Two Stories About Labeling Data by Hand — It Still Works

Newsletter Sep 15, 2019

Sure it’s a pain in the butt and has its own issues, but human brains are still amazing

I know. Labeling data by hand can be super tedious and mind-numbing. It’s about as far from glamorous and sexy machine learning work as you can get. Aren’t we, as super smart data scientists, supposed to be above this drudgery that is often foisted onto interns, grad students, or Mechanical Turk?

Actually, no. In a lot of situations, I think it is less painful (and faster) than many alternatives that involved unsupervised learning methods. It also yields very important specific domain insights that I’d argue a good data scientist absolutely needs to be effective in their chosen industry.

https://xkcd.com/2173/

Perhaps it’s because I cut my teeth in the industry as data analyst a decade ago, cobbling together insights the hard way. Or maybe it’s my social science background where manual coding of responses was a very important tool in our quantitative toolbox. Still, I’m not the only person who believes this.
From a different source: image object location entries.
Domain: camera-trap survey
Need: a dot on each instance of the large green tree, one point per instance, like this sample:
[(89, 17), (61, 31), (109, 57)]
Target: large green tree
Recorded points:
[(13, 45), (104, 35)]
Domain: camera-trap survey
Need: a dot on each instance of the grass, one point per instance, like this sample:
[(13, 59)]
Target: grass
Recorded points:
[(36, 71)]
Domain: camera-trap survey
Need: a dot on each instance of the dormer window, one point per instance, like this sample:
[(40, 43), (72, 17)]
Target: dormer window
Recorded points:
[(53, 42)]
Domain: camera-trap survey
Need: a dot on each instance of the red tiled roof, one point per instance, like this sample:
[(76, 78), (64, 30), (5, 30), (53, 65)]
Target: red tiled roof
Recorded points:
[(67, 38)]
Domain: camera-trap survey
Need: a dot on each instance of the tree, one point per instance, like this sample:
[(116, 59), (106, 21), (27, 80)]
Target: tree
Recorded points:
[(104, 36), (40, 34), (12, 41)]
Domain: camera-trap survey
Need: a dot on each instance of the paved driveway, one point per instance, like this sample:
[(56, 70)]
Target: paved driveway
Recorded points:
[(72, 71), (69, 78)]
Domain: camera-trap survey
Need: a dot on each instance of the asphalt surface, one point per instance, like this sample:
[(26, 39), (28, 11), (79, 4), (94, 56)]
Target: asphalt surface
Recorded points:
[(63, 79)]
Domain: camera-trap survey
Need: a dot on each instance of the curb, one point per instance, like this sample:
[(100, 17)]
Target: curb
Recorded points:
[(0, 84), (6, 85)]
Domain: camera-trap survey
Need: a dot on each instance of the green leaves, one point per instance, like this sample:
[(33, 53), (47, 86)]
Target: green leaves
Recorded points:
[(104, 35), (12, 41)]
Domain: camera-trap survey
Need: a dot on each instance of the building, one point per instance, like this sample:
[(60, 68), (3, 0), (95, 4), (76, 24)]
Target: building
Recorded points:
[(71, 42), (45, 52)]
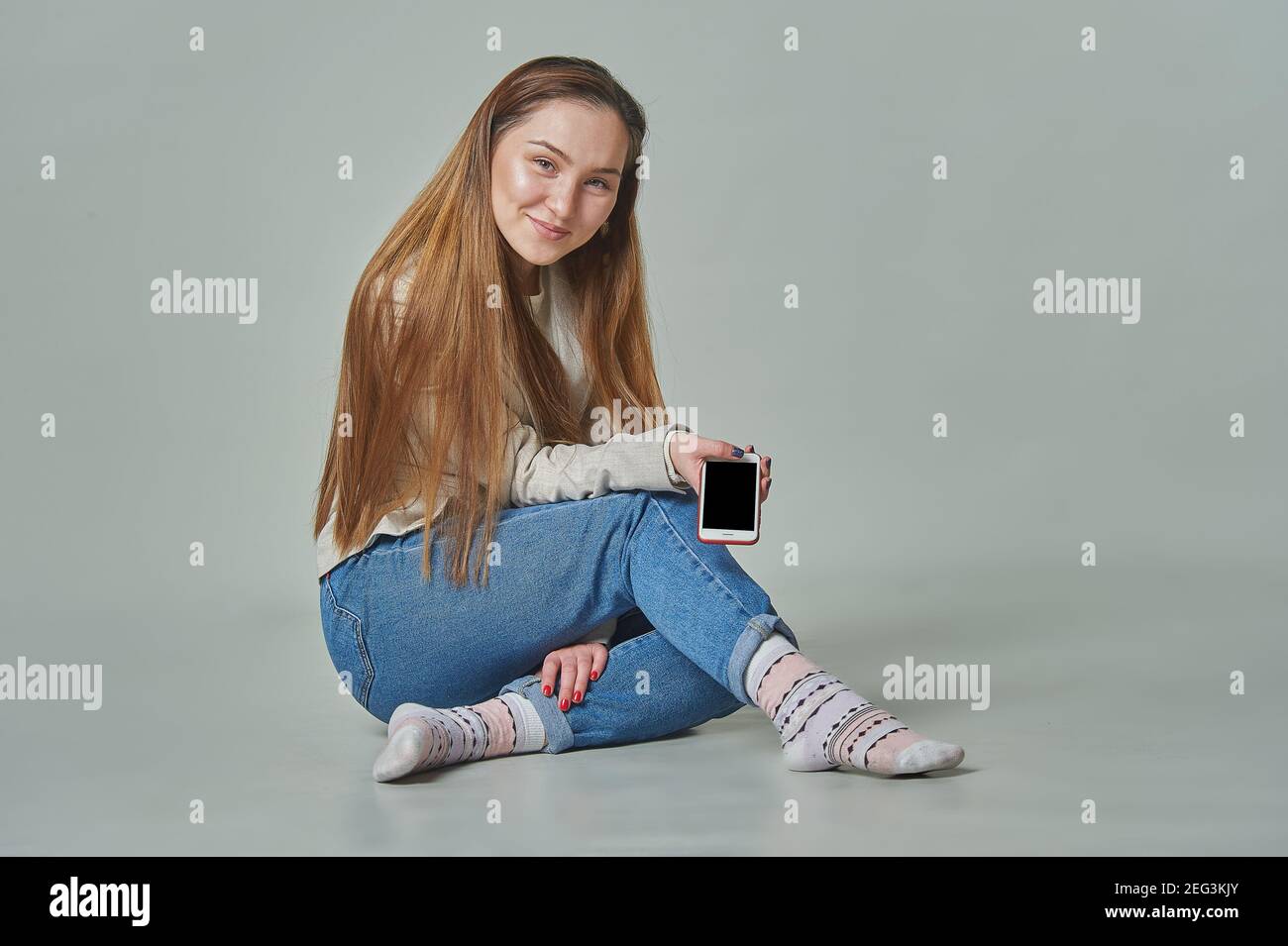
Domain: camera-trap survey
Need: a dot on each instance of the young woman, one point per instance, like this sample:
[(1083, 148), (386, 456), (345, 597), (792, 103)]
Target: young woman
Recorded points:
[(505, 305)]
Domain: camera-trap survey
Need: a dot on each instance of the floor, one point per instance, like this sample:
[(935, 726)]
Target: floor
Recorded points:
[(1111, 687)]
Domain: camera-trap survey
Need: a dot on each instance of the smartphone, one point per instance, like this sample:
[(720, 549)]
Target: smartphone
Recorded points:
[(729, 501)]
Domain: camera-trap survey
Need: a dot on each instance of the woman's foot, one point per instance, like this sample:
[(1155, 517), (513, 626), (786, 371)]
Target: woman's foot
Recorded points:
[(823, 723), (424, 738)]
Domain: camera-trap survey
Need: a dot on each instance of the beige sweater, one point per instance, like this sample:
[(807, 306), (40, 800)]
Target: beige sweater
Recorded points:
[(537, 473)]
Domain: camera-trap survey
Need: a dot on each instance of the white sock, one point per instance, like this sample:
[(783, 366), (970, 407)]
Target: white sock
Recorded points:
[(823, 723), (423, 738)]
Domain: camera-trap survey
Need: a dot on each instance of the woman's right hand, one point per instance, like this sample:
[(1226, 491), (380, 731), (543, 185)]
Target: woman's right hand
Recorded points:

In general, I find that hand classifying data is the most useful when you’re thrown into a situation where you need to: 1) both learn to understand the data set/problem space as the researcher and 2) come up with a classification system.

In such situations, it’s hard to make an automated system that works to an acceptable degree right out of the box. Sure there are unsupervised methods you can try to do various forms of clustering and then classifying, but when you’re unfamiliar with the problem space yourself, it’s not entirely obvious if the clusters you get are valid and usable. Since there’s literally no ground truth to stand on, you might as well dive in yourself to build some semblance of ground truth, both in your mind as well as for your classifier.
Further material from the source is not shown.